Magnetic order and 5d1 multipoles in a rhenate double perovskite Ba2MgReO6

TL;DR

This study investigates the structural and magnetic properties of Ba2MgReO6, revealing complex multipole interactions and challenging previous assumptions about its phase transitions, supported by x-ray and neutron diffraction data.

Contribution

It provides a new model for Re wave functions and clarifies the nature of multipoles and magnetic order in Ba2MgReO6, contrasting prior interpretations of structural transitions.

Findings

Structural transition not driven by T2g quadrupoles

Magnetic order involves two propagation vectors

Predicted electronic quadrupole and magnetic dipole signatures

Abstract

Structural and magnetic transitions in a double perovskite hosting 5d1 Re ions are discussed on the basis of recently published high-resolution x-ray diffraction patterns [D. Hirai, et al., Phys. Rev.

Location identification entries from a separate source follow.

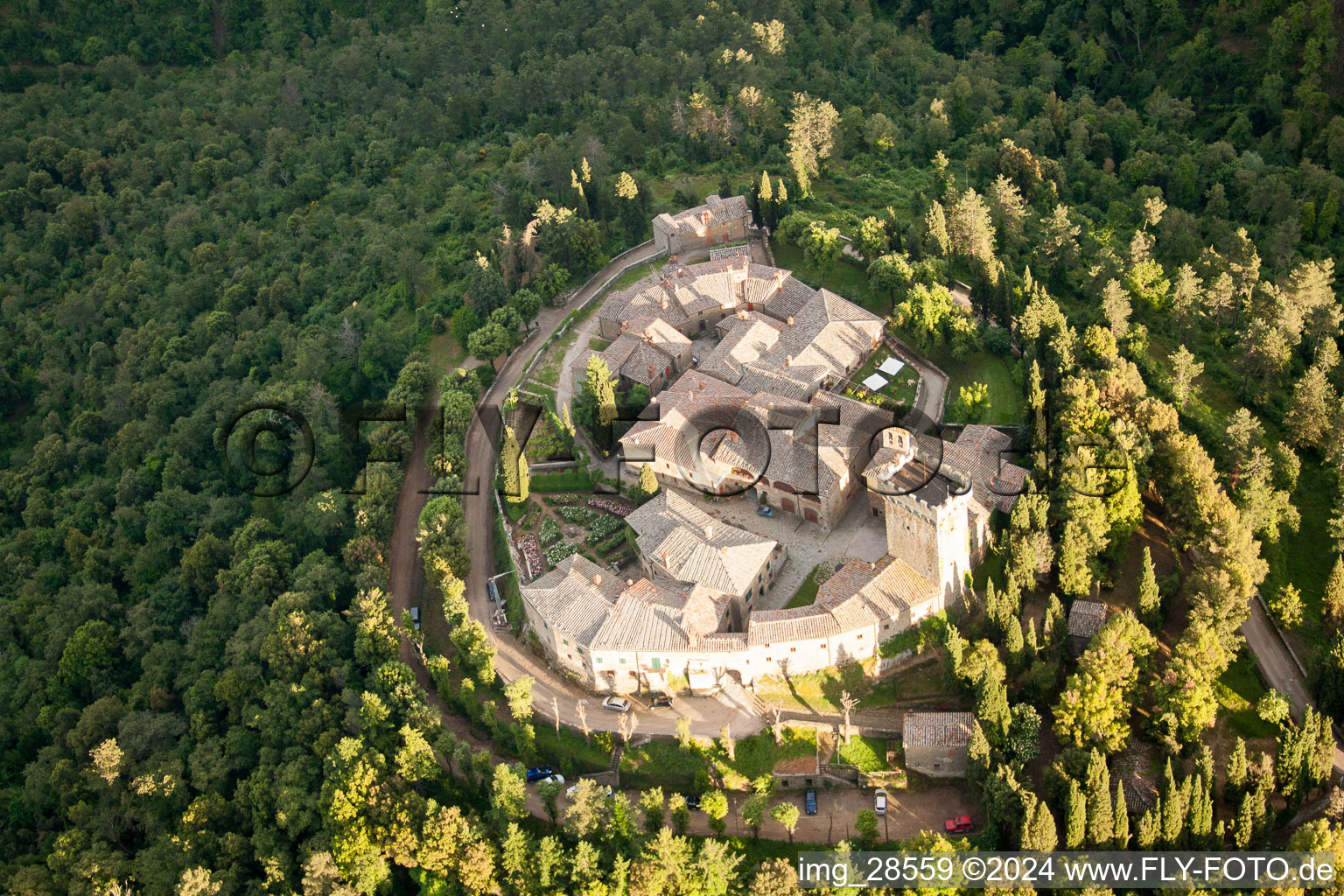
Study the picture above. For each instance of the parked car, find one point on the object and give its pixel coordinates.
(574, 788)
(960, 825)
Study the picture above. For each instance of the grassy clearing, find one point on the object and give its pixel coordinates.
(569, 752)
(869, 754)
(666, 763)
(807, 592)
(848, 278)
(1238, 690)
(562, 481)
(1005, 403)
(900, 389)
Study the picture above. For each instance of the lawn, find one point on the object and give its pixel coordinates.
(848, 278)
(1005, 403)
(820, 690)
(1238, 690)
(567, 751)
(636, 274)
(869, 754)
(900, 388)
(807, 592)
(666, 763)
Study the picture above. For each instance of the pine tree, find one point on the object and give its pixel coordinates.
(1150, 598)
(1120, 816)
(977, 760)
(1032, 647)
(1075, 818)
(1101, 825)
(935, 231)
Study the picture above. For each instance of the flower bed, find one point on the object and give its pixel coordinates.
(604, 527)
(550, 531)
(609, 506)
(559, 551)
(531, 554)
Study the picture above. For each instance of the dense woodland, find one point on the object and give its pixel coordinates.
(206, 206)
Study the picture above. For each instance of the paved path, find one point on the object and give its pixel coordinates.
(406, 572)
(1278, 667)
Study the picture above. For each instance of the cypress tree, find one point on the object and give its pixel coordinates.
(1101, 823)
(1234, 777)
(1150, 598)
(1040, 832)
(1120, 816)
(1148, 828)
(1075, 820)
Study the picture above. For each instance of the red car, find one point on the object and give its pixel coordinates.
(958, 825)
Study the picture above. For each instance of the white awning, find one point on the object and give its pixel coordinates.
(892, 366)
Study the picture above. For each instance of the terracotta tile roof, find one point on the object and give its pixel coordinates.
(696, 549)
(1086, 618)
(689, 220)
(937, 728)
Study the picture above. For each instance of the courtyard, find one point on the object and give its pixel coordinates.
(858, 535)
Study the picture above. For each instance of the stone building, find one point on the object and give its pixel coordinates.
(714, 223)
(680, 546)
(1085, 620)
(937, 499)
(648, 351)
(935, 742)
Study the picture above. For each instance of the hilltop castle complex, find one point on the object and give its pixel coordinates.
(754, 416)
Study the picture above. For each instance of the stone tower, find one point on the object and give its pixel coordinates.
(927, 512)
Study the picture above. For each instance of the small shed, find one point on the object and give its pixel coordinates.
(1085, 620)
(935, 742)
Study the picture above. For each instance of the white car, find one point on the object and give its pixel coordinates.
(617, 704)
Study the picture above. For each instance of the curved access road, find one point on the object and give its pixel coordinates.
(553, 690)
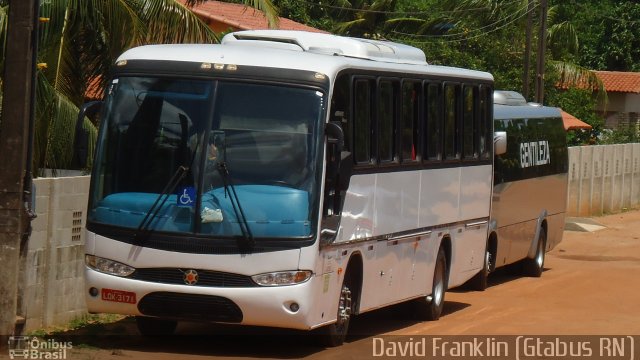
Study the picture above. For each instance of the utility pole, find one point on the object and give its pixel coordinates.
(17, 111)
(527, 51)
(542, 46)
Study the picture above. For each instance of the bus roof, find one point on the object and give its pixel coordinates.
(512, 105)
(323, 53)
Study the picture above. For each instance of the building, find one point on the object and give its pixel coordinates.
(622, 107)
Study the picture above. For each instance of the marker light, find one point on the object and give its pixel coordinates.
(282, 278)
(108, 266)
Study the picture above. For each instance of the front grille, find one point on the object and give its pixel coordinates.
(190, 307)
(205, 277)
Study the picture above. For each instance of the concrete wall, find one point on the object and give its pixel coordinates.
(53, 283)
(603, 179)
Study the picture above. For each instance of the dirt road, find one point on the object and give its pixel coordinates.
(589, 286)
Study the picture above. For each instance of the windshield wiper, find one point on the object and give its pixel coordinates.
(180, 173)
(230, 189)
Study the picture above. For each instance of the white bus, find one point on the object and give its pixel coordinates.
(530, 185)
(286, 179)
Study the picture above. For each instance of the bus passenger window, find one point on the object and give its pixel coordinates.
(433, 128)
(410, 114)
(485, 99)
(469, 127)
(362, 125)
(451, 146)
(386, 115)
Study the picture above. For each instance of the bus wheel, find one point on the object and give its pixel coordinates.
(479, 282)
(149, 326)
(430, 307)
(335, 334)
(533, 267)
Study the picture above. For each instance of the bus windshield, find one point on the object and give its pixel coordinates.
(259, 140)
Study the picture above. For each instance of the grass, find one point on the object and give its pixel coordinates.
(91, 323)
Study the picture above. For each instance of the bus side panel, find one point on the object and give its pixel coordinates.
(469, 237)
(530, 185)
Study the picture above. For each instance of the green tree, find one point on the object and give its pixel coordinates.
(80, 42)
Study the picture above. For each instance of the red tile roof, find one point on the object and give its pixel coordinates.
(617, 81)
(242, 17)
(572, 123)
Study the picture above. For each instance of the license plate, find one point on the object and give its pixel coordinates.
(119, 296)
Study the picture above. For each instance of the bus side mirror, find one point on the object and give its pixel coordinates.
(500, 142)
(335, 144)
(81, 137)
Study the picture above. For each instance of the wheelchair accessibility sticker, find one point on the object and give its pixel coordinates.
(187, 196)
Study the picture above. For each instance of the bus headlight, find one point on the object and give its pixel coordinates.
(282, 278)
(108, 266)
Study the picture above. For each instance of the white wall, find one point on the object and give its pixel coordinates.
(603, 179)
(53, 283)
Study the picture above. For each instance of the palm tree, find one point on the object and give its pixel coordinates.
(362, 18)
(80, 41)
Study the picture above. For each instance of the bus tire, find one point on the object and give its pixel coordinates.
(534, 267)
(334, 334)
(430, 307)
(480, 281)
(150, 326)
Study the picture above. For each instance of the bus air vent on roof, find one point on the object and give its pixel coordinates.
(512, 98)
(331, 45)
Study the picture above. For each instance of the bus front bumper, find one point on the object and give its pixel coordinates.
(278, 306)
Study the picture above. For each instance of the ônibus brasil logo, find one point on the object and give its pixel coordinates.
(31, 347)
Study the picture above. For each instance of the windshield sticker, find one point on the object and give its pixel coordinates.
(187, 196)
(209, 215)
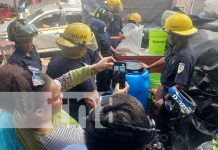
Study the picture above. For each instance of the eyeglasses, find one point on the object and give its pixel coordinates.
(36, 77)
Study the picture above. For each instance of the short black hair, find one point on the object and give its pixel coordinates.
(126, 111)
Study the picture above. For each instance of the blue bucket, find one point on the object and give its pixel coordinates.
(139, 83)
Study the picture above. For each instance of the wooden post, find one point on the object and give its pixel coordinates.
(16, 8)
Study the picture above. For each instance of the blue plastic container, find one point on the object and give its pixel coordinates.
(139, 83)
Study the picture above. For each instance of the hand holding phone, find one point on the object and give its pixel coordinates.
(119, 74)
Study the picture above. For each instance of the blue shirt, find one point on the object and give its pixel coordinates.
(8, 138)
(179, 67)
(24, 61)
(61, 65)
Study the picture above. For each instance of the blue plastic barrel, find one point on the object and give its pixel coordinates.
(139, 83)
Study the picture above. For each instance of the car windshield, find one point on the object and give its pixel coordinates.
(33, 15)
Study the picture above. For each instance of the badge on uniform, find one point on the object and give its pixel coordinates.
(181, 67)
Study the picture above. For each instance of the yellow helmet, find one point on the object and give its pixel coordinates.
(78, 34)
(135, 17)
(114, 4)
(180, 24)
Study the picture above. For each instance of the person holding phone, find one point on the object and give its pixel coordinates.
(178, 65)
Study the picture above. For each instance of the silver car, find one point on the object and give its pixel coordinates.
(51, 21)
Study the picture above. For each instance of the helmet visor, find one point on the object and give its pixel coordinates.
(92, 44)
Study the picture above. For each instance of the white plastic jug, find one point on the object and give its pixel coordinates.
(132, 44)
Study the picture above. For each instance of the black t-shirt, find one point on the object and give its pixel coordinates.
(24, 61)
(179, 67)
(61, 65)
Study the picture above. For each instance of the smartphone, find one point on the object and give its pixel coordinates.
(119, 74)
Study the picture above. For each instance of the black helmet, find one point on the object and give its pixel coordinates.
(101, 12)
(19, 30)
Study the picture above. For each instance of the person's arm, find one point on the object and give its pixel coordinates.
(77, 76)
(120, 37)
(179, 87)
(155, 64)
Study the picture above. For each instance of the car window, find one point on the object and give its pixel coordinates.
(73, 17)
(33, 15)
(48, 21)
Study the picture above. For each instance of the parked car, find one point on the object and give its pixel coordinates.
(51, 21)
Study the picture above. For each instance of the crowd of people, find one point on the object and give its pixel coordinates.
(114, 122)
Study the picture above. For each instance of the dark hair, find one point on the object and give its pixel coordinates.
(128, 114)
(12, 80)
(36, 99)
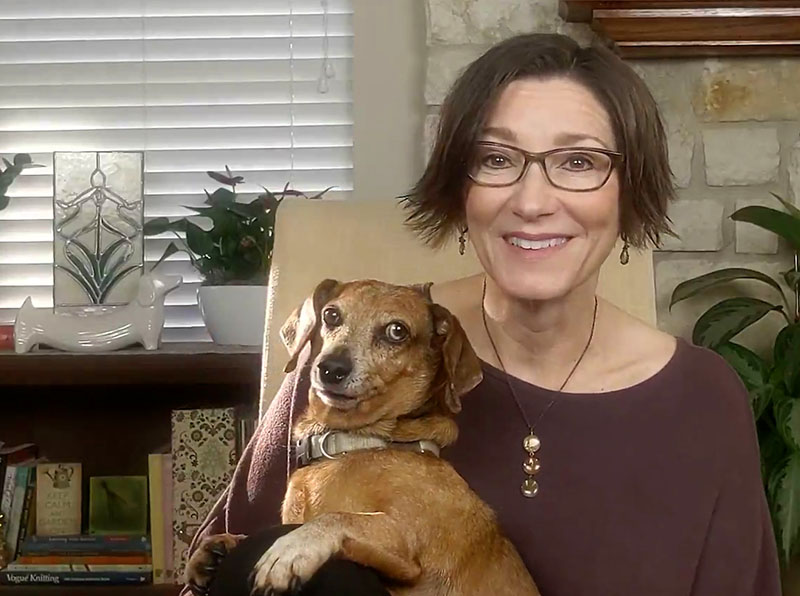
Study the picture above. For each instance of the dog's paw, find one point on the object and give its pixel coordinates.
(291, 561)
(203, 564)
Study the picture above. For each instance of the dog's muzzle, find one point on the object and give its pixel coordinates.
(333, 444)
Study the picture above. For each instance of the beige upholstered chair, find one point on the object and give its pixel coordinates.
(366, 239)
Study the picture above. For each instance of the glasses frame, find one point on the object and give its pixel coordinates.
(616, 159)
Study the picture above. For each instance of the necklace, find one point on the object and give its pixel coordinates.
(531, 443)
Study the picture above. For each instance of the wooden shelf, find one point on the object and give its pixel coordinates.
(150, 590)
(686, 28)
(174, 364)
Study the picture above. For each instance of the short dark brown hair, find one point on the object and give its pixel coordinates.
(435, 206)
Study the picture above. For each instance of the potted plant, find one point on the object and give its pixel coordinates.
(233, 256)
(773, 382)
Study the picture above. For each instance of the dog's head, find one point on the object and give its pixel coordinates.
(381, 351)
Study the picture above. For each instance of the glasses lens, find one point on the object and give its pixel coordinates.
(578, 169)
(496, 165)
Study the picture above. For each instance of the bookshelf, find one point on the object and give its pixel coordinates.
(109, 410)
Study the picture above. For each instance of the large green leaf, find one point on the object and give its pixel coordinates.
(791, 209)
(787, 505)
(787, 420)
(726, 319)
(199, 241)
(751, 368)
(775, 221)
(702, 283)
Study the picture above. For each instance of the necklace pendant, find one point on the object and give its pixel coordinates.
(531, 466)
(531, 443)
(530, 488)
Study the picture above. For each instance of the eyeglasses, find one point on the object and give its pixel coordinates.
(579, 169)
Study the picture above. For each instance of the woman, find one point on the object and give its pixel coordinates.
(619, 460)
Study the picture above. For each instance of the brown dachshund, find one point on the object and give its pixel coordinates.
(388, 369)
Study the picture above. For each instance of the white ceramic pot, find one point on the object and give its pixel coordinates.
(234, 315)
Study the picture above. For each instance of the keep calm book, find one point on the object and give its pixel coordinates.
(58, 499)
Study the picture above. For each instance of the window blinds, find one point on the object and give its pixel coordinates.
(262, 86)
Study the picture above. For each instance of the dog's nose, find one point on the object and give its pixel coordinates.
(334, 369)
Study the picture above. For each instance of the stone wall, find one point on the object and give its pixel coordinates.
(733, 129)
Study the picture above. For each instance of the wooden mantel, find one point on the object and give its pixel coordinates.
(685, 28)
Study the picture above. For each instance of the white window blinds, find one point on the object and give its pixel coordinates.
(262, 86)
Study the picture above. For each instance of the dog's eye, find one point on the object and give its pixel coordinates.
(396, 332)
(332, 317)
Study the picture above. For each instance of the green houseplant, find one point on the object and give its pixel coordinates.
(22, 161)
(233, 255)
(772, 382)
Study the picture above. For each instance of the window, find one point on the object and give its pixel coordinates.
(262, 86)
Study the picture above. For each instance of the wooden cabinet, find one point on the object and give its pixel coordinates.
(683, 28)
(109, 410)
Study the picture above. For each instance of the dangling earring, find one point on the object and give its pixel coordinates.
(624, 257)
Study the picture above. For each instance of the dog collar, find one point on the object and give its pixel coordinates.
(334, 444)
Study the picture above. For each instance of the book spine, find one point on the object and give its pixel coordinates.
(155, 475)
(86, 578)
(27, 509)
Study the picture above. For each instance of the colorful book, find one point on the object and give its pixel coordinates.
(155, 468)
(85, 544)
(166, 506)
(203, 460)
(84, 575)
(118, 505)
(58, 499)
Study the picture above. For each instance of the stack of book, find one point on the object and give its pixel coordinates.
(80, 560)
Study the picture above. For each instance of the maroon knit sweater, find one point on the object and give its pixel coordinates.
(653, 490)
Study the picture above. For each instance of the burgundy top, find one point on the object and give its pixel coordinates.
(654, 489)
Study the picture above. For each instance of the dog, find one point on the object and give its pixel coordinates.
(141, 321)
(388, 369)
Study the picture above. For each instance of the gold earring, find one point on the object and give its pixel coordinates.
(462, 241)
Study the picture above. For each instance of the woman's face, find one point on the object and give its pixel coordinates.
(539, 242)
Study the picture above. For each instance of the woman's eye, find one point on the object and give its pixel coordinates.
(396, 332)
(496, 161)
(331, 317)
(577, 162)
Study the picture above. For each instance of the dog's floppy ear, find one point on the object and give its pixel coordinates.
(461, 369)
(303, 323)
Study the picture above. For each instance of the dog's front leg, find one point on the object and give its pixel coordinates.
(371, 539)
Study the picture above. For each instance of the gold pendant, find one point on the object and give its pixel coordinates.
(531, 466)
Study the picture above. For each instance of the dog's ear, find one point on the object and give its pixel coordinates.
(146, 295)
(461, 369)
(303, 323)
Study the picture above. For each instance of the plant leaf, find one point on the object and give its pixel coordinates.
(775, 221)
(751, 368)
(727, 318)
(791, 209)
(198, 240)
(702, 283)
(227, 180)
(787, 505)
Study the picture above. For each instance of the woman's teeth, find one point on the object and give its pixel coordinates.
(535, 244)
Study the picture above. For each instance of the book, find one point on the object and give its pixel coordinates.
(78, 559)
(203, 459)
(85, 544)
(20, 575)
(118, 505)
(166, 506)
(58, 499)
(155, 468)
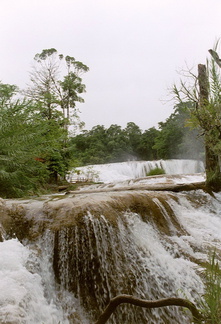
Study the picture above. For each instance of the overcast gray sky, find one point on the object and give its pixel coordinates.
(133, 48)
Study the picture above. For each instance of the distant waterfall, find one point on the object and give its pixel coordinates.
(114, 172)
(82, 248)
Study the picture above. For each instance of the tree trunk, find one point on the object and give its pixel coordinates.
(213, 175)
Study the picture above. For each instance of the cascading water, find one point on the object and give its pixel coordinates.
(115, 172)
(84, 248)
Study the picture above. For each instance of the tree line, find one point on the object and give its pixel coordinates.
(36, 147)
(173, 139)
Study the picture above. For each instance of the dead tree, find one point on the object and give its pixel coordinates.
(116, 301)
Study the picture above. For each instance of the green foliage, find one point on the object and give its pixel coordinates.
(114, 144)
(156, 171)
(19, 171)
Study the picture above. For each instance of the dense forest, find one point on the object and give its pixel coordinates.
(36, 148)
(172, 140)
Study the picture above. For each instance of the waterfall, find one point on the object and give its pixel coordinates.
(115, 172)
(78, 250)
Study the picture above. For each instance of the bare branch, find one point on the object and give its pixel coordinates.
(114, 302)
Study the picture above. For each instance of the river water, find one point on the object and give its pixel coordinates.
(144, 243)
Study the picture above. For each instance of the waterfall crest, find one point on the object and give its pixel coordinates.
(83, 248)
(115, 172)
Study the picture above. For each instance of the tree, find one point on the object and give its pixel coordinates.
(120, 299)
(20, 172)
(55, 102)
(146, 148)
(205, 94)
(49, 91)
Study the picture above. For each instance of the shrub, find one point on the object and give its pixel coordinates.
(156, 171)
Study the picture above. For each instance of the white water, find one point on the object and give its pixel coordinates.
(28, 294)
(23, 295)
(115, 172)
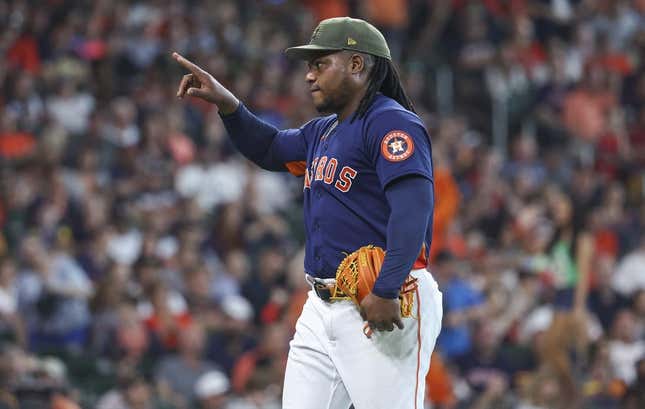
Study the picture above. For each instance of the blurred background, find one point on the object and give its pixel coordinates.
(145, 264)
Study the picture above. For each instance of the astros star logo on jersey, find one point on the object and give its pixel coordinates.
(397, 146)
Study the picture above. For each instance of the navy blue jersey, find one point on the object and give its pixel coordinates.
(347, 166)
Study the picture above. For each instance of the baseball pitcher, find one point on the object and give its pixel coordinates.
(370, 323)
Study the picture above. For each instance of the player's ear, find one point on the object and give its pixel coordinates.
(357, 64)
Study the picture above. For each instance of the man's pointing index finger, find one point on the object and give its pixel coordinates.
(187, 64)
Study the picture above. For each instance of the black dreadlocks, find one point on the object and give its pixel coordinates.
(383, 78)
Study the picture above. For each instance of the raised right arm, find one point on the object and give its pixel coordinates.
(259, 141)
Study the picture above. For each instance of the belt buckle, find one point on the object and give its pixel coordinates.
(322, 291)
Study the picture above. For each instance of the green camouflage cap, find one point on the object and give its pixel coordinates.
(342, 33)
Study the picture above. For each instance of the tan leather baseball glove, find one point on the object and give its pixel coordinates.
(357, 273)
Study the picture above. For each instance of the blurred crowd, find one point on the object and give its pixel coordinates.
(145, 264)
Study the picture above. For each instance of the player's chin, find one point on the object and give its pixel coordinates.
(322, 106)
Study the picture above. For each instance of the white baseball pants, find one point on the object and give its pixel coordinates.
(332, 364)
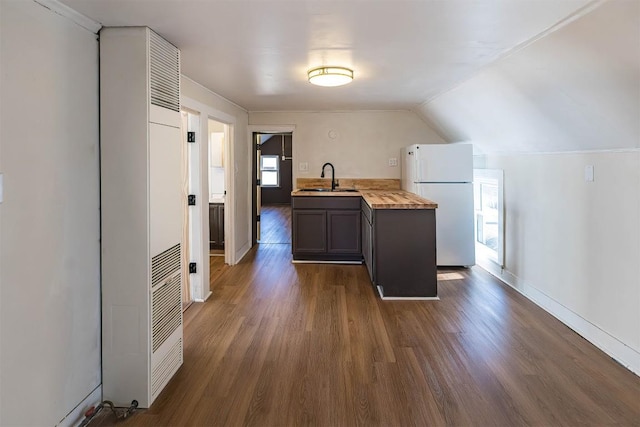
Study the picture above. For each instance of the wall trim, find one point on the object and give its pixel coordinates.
(551, 153)
(76, 416)
(616, 349)
(71, 14)
(397, 110)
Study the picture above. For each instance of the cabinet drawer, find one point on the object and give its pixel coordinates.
(325, 202)
(366, 211)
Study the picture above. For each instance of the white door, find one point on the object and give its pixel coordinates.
(454, 222)
(444, 162)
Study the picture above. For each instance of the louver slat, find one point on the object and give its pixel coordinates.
(166, 311)
(164, 73)
(167, 366)
(165, 264)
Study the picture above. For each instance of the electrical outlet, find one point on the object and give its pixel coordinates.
(588, 173)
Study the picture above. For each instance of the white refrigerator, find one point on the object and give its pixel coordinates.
(444, 173)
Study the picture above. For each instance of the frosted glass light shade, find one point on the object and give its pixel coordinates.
(330, 76)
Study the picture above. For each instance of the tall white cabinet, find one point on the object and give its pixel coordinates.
(141, 212)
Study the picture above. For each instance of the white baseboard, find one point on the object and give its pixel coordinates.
(75, 417)
(619, 351)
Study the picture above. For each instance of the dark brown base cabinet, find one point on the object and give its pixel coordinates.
(326, 228)
(399, 249)
(216, 225)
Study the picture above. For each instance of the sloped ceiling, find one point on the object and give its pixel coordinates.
(256, 53)
(576, 89)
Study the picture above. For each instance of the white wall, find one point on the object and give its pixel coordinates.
(240, 162)
(364, 140)
(576, 89)
(568, 100)
(49, 223)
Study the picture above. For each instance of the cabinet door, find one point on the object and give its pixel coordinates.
(344, 232)
(309, 231)
(367, 245)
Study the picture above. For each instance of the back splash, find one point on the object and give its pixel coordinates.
(357, 183)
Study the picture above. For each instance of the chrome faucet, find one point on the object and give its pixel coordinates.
(333, 175)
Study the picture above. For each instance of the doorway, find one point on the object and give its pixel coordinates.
(218, 134)
(273, 159)
(190, 124)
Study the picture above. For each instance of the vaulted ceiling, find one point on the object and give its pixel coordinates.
(256, 53)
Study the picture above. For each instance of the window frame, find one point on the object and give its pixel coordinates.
(264, 169)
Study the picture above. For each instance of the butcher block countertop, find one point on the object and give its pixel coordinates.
(377, 199)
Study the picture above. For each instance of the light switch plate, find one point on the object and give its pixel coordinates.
(588, 173)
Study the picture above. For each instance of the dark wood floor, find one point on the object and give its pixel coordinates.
(282, 344)
(275, 224)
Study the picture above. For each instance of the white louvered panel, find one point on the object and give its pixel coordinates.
(164, 73)
(164, 368)
(166, 310)
(165, 264)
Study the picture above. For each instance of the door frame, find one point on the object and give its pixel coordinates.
(200, 177)
(252, 129)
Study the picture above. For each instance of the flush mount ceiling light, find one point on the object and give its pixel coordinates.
(330, 76)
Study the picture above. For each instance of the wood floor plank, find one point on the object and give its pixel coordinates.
(282, 344)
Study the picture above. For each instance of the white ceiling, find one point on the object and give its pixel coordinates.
(256, 53)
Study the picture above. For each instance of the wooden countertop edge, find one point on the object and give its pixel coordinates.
(371, 197)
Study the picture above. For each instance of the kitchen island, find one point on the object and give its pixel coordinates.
(391, 231)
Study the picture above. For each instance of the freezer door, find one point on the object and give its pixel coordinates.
(444, 163)
(408, 164)
(454, 222)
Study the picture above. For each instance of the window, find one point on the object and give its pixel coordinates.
(270, 171)
(489, 224)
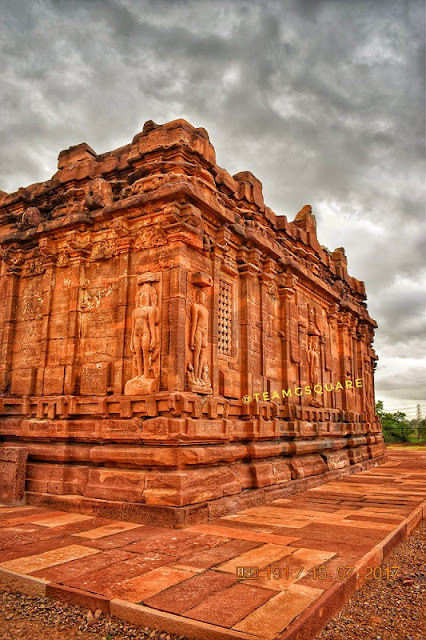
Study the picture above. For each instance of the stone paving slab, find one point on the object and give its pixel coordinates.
(275, 572)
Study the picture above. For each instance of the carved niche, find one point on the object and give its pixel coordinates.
(98, 194)
(145, 339)
(198, 369)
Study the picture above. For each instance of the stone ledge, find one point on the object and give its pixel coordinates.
(199, 513)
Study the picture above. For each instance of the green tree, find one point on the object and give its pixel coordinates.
(396, 427)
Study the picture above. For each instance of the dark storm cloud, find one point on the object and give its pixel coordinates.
(322, 100)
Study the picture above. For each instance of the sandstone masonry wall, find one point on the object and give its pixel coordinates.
(160, 328)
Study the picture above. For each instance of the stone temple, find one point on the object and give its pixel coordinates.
(172, 350)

Res. 2, 022063(R) (2020)]. A reported structural transition below room temperature, from cubic to tetragonal symmetry, appears not to be driven by T2g-type quadrupoles, as suggested. A magnetic motif at lower temperature is shown to be composed of two order parameters, associated with propagation vectors k = (0, 0, 1) and k = (0, 0, 0). Findings from our studies, for structural and magnetic properties of Ba2MgReO6, surface in predicted amplitudes for x-ray diffraction at rhenium L2 and L3 absorption edges, and magnetic neutron Bragg diffraction. Specifically, entanglement of anapole and spatial degrees of freedom creates a quadrupole in the neutron scattering amplitude. It would be excluded in an unexpected scenario whereby the rhenium atomic state is a manifold. Also, a chiral signature visible in resonant x-ray diffraction will be one consequence of predicted electronic quadrupole and magnetic dipole orders. A model Re wave function consistent with all current knowledge is a guide to electronic and magnetic multipoles engaged in x-ray and neutron diffraction investigations.